VOYAGE DANS MON VILLAGE AU TEMPS DU COVID-19
Voyage dans mon village au temps du Covid-19
"C’est incroyable comme les choses paraissent folles dès que l’on se met à les regarder" Richard Powers, l’arbre Monde
La Roque d'Anthéron est situé à une heure de Marseille, dans les Bouches du Rhône. Mes enfants, Lou, 17 ans et Oscar, 13 ans y grandissent depuis 2010.
Situé aux abords d’une forêt, ce village vaudois a la particularité d’avoir accueilli des harkis, des pieds noirs, des espagnols et des italiens. Avec 32 % de logement sociaux, trois religions monothéistes , l’abbaye de Silvacane Cistercienne et le festival international de musique piano classique, La Roque d’Anthéron semblerait être en France « un laboratoire de la diversité à l’échelle d’un village », comme aime le souligner le maire, Mr Serrus.
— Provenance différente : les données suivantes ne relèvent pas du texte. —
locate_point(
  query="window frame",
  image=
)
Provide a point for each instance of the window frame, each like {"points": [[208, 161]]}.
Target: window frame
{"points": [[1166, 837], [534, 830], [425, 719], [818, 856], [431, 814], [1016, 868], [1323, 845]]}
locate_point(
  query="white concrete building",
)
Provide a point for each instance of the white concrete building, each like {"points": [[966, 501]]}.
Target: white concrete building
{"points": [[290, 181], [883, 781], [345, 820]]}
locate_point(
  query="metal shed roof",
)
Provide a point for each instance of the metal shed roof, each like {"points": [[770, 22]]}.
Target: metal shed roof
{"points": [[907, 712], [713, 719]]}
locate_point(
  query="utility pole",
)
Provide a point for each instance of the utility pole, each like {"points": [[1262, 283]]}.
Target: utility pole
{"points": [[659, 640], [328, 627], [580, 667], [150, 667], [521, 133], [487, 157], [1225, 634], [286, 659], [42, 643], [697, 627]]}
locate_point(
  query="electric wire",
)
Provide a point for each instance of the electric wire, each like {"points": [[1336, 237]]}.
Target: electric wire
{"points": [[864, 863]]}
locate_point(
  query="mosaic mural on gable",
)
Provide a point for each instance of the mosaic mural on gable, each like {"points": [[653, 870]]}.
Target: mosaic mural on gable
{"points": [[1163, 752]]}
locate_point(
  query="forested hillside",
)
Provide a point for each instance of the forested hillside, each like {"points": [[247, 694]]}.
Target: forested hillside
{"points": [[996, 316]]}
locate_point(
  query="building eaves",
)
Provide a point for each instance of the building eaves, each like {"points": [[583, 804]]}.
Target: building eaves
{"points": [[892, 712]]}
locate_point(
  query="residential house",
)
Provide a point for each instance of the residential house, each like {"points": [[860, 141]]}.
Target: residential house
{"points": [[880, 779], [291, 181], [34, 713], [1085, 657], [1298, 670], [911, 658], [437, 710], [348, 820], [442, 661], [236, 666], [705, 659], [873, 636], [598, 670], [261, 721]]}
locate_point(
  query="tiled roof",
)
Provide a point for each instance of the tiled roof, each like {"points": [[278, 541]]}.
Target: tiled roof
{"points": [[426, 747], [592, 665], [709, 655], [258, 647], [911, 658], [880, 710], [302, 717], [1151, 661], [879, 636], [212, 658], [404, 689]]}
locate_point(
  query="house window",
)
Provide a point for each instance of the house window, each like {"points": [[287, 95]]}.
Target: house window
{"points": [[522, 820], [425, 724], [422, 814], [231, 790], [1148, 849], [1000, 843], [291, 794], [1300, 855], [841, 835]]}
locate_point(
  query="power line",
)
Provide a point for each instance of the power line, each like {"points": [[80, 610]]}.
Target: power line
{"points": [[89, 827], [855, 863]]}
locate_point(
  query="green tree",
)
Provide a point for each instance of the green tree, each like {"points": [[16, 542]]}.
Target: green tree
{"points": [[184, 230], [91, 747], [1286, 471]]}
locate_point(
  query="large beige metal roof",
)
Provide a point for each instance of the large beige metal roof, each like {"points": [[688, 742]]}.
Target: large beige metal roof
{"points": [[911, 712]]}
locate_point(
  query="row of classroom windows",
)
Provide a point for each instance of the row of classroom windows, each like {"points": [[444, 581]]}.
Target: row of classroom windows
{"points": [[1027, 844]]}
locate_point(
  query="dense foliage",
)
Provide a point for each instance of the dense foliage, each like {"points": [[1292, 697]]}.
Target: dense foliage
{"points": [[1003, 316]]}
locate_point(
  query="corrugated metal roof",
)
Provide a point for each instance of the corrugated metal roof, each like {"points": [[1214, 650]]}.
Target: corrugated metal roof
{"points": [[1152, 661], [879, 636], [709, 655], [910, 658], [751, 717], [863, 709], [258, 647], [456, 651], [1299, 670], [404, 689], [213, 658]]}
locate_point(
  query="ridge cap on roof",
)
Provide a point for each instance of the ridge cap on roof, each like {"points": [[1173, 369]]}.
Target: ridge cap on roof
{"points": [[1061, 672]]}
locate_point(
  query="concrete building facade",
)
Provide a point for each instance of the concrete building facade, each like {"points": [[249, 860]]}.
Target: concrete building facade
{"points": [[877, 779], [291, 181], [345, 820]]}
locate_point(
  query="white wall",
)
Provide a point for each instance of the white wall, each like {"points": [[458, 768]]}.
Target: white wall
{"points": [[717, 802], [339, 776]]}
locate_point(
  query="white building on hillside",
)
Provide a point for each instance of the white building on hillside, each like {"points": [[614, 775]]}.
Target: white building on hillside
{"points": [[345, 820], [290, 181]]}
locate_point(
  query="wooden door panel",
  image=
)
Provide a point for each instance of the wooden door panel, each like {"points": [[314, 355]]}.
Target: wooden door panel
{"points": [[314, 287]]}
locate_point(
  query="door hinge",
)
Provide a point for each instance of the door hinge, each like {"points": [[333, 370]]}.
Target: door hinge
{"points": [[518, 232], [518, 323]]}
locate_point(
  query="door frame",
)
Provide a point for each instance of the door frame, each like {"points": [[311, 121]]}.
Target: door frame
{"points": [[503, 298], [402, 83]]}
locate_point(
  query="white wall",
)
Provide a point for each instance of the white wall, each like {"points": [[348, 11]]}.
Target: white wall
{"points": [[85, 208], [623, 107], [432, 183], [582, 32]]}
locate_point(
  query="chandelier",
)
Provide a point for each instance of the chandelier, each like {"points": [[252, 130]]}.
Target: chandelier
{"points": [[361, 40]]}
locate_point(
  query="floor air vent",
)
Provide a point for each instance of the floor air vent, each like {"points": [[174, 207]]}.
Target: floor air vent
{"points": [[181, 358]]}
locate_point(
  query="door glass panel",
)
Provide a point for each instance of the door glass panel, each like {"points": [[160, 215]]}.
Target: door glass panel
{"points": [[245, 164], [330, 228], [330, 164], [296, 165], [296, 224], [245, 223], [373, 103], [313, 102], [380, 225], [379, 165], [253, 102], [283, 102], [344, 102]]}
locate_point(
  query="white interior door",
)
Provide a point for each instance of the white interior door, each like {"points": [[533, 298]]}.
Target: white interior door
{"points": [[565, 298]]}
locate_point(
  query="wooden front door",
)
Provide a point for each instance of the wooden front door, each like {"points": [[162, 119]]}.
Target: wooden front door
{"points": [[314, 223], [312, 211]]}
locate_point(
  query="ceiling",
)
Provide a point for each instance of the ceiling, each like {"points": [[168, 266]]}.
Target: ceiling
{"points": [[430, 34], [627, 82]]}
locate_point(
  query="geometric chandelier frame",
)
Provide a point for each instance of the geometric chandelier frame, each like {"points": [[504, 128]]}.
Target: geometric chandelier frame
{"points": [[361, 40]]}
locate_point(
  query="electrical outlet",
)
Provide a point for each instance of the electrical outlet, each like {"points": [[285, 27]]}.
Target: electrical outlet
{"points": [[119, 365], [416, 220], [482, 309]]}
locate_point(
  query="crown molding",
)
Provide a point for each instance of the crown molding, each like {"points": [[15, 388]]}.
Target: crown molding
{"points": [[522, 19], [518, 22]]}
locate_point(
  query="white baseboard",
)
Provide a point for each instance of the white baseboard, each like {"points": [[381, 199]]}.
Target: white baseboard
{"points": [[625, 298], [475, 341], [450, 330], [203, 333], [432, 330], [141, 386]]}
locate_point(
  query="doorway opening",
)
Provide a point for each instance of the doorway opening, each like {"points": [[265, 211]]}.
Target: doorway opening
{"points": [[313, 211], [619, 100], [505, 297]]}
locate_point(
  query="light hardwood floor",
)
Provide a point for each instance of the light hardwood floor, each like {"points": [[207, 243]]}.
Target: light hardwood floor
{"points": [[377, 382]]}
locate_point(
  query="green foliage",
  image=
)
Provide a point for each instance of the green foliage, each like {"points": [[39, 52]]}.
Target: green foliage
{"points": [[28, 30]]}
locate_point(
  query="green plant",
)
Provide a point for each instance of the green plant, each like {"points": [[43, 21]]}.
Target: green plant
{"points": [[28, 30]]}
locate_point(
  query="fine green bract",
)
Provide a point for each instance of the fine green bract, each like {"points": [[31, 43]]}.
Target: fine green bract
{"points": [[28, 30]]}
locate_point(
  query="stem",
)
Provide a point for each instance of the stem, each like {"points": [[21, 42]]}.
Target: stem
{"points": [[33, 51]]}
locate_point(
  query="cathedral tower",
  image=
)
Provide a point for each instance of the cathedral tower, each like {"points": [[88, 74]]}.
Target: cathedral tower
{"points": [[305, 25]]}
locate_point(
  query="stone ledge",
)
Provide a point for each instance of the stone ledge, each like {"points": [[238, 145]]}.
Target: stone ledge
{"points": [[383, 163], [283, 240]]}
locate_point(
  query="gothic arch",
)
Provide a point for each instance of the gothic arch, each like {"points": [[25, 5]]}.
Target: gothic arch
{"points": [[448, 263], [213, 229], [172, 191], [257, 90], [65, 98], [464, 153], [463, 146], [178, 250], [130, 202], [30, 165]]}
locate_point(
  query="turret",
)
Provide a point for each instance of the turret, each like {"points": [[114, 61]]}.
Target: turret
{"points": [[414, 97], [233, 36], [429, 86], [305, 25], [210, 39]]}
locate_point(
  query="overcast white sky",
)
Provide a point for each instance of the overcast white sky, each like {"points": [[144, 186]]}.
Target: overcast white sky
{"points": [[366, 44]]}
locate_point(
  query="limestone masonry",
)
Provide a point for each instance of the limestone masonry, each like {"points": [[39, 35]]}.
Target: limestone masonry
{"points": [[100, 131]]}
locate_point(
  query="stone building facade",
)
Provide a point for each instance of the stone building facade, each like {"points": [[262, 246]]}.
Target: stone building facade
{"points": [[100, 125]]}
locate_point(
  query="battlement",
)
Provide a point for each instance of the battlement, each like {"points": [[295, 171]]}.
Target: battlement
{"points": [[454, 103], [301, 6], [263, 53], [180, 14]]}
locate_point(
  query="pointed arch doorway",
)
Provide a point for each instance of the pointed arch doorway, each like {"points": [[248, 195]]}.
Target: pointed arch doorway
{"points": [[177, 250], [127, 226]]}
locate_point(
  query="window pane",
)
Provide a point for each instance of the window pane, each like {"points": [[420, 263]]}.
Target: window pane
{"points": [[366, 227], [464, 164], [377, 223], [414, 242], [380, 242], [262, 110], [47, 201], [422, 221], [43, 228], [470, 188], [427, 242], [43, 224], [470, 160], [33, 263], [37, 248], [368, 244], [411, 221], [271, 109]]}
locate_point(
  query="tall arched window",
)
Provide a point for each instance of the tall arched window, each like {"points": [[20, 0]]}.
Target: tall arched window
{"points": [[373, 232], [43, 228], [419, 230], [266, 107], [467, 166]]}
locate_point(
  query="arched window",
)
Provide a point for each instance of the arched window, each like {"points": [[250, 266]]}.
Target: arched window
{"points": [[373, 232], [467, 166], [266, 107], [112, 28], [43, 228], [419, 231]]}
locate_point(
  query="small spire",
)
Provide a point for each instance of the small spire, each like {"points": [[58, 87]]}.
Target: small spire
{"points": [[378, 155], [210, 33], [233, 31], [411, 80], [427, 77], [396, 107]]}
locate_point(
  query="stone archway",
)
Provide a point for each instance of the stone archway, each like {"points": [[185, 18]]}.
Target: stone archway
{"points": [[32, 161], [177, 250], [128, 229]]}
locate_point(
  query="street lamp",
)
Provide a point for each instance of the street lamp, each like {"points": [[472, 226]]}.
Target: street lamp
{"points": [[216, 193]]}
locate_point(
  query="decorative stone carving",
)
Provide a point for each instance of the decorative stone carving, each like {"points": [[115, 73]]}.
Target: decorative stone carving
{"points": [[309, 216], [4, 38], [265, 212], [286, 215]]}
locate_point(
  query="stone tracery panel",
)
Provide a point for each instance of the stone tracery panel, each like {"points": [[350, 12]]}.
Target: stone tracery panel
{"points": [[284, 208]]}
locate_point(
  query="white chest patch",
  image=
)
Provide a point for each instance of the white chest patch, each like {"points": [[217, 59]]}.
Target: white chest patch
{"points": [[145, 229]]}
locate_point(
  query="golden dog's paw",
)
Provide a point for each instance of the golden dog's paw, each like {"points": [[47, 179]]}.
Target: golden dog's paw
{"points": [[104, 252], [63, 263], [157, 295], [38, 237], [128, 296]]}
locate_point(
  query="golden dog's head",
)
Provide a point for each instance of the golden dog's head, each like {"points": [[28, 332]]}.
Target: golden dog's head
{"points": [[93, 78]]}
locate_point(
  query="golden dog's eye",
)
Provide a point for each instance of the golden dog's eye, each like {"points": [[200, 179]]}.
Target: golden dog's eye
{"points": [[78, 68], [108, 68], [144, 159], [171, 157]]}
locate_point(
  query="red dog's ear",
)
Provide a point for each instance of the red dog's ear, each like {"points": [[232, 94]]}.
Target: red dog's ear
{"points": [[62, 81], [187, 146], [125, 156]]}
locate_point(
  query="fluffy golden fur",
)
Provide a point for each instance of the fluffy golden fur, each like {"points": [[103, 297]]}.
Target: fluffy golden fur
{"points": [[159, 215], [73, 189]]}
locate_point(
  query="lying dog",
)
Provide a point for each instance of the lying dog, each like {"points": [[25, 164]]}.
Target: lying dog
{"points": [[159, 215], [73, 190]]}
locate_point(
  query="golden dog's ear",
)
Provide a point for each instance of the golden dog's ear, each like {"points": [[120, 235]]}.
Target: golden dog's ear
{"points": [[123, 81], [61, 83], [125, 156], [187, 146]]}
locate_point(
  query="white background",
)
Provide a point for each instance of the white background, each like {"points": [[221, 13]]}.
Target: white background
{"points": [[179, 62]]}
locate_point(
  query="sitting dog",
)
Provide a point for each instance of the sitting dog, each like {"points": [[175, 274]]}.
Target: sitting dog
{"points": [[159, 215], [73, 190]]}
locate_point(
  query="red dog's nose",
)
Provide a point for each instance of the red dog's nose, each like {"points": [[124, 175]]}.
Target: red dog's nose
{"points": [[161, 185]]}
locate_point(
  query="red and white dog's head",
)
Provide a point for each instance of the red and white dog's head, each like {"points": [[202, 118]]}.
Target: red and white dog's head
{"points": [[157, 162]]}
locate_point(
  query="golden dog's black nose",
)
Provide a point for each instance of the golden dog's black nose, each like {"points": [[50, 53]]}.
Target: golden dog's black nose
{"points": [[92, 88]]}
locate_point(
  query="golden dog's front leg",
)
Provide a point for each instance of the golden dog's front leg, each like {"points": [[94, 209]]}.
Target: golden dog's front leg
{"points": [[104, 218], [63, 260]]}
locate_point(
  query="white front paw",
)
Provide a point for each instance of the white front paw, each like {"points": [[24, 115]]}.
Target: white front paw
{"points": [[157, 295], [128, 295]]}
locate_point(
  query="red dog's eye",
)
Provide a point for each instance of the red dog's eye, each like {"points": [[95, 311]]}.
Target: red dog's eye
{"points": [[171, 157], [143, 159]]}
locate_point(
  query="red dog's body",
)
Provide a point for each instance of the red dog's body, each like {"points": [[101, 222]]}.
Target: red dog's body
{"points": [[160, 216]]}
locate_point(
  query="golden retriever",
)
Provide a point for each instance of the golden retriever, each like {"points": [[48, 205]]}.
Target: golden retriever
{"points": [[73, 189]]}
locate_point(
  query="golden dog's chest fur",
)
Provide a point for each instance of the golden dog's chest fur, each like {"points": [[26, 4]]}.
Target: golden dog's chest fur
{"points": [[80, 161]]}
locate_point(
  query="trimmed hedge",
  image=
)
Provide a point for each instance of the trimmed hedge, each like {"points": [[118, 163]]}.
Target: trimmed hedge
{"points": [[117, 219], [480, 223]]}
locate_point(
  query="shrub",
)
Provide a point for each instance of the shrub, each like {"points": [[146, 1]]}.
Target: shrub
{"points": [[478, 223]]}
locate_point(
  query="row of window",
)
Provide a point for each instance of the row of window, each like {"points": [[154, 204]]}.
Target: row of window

J’aime y vivre au rythme de sa vie tranquille, des fêtes, des festivals, de l’hiver au coin du feu. J’adore mon village.
Faire un travail photographique, j’y pense depuis longtemps. Mais comment ?
Le premier jour du confinement, c’est une évidence. C’est maintenant. Premier jour, je croise un « cow-boy » devant la pharmacie. Positionné à un mètre de l’entrée, il respecte les distances de sécurité. Tous les jours, carte de presse en poche, j’ai l’impression de partir à la pêche. C’est difficile souvent. Je n’ai pas l’habitude de photographier tous les jours. Je me dis : « Je vais rien ramener, rien trouver comme situation en rapport avec le confinement ». Si. C’est dingue. Il se passe toujours quelque chose. Dans ce contexte tendu, les habitants s’installent à la lisière de leur maison et vivent pleinement dans leur jardin. Julien profite du soleil dans un transat, juste devant sa porte. Tom installe son vélo dans son jardin à défaut de gravir la route de Sainte Anne. Mes images sont décalées de la vie habituelle, mais pas angoissantes. Puis la vie a repris son cours.